A défaut de pouvoir ordonner la liquidation du régime matrimonial ou d’être mis dans les conditions de pouvoir statuer sur les demandes de liquidation et de partage des intérêts patrimoniaux, le juge aux affaires familiales ne peut qu’inviter les parties à s’engager dans une liquidation amiable de leurs intérêts patrimoniaux, avant d’engager éventuellement une action en partage judiciaire conformément aux formes prévues par les articles 1359 et suivants du code de procédure civile.
Sur la prestation compensatoire :
L’article 270 du code civil prévoit que l’un des époux peut, à la suite d’un divorce, être tenu de verser à l’autre une prestation destinée à compenser, autant qu’il est possible, la disparité que la rupture du mariage crée dans les conditions de vie respectives. Elle est fixée selon les besoins de l’époux à qui elle est versée et les ressources de l’autre en tenant compte de la situation au moment du divorce et de son évolution dans un avenir prévisible.

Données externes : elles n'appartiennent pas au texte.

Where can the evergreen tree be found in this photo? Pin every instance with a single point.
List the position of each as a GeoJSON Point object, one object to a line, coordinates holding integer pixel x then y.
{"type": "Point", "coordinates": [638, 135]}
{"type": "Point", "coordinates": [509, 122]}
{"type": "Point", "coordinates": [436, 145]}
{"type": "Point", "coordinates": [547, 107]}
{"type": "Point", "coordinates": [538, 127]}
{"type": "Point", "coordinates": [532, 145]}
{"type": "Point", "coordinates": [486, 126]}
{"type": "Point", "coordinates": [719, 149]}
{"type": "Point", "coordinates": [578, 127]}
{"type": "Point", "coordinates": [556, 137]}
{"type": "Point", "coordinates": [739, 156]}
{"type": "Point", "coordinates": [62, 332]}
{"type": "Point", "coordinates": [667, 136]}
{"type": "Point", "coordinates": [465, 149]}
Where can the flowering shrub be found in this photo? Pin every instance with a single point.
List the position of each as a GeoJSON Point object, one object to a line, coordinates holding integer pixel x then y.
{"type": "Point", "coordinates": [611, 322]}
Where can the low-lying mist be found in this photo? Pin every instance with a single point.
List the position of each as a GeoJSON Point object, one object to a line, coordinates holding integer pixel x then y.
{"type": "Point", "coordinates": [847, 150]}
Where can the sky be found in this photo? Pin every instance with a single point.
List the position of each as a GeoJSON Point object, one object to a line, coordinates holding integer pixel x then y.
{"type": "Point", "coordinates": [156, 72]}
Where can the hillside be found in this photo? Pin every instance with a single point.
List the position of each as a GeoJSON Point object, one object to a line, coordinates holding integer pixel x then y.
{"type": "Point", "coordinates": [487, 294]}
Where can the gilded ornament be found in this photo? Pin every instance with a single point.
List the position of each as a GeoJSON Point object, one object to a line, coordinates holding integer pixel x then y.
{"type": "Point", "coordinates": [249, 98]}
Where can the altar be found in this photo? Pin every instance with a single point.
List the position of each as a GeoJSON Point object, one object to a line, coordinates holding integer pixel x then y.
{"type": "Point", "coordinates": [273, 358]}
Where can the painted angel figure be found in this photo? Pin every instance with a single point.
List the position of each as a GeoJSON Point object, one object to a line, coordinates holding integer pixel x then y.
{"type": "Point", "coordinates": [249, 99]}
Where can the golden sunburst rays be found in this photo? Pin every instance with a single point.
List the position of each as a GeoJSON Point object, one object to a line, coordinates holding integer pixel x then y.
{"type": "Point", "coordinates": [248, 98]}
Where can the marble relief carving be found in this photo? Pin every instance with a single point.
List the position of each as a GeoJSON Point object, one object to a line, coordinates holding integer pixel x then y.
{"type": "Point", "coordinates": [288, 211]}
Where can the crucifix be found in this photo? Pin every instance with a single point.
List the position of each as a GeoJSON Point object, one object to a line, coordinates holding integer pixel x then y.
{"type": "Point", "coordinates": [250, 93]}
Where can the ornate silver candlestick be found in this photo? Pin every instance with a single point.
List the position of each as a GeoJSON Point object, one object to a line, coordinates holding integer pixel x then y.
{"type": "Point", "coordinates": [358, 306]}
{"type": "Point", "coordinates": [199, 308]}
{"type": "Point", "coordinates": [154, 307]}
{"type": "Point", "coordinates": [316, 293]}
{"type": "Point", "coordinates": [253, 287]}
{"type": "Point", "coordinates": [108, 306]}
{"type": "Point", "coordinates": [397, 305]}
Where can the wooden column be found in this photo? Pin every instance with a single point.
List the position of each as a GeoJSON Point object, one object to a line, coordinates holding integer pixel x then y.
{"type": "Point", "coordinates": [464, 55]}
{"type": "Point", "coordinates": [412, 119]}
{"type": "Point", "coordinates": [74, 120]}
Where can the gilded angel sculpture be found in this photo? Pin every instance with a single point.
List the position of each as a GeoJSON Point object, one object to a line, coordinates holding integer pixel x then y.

Le juge prend en considération notamment la durée du mariage, l’âge et l’état de santé des époux, leur qualification et leur situation professionnelle, les conséquences des choix professionnels faits par l’un des époux pendant la vie commune pour l’éducation des enfants et du temps qu’il faudra encore y consacrer ou pour favoriser la carrière de son conjoint au détriment de la sienne, le patrimoine estimé ou prévisible des époux, tant en capital qu’en revenus, après la liquidation du régime matrimonial, leurs droits existants et prévisibles et leurs situations respectives en matière de pension de retraite.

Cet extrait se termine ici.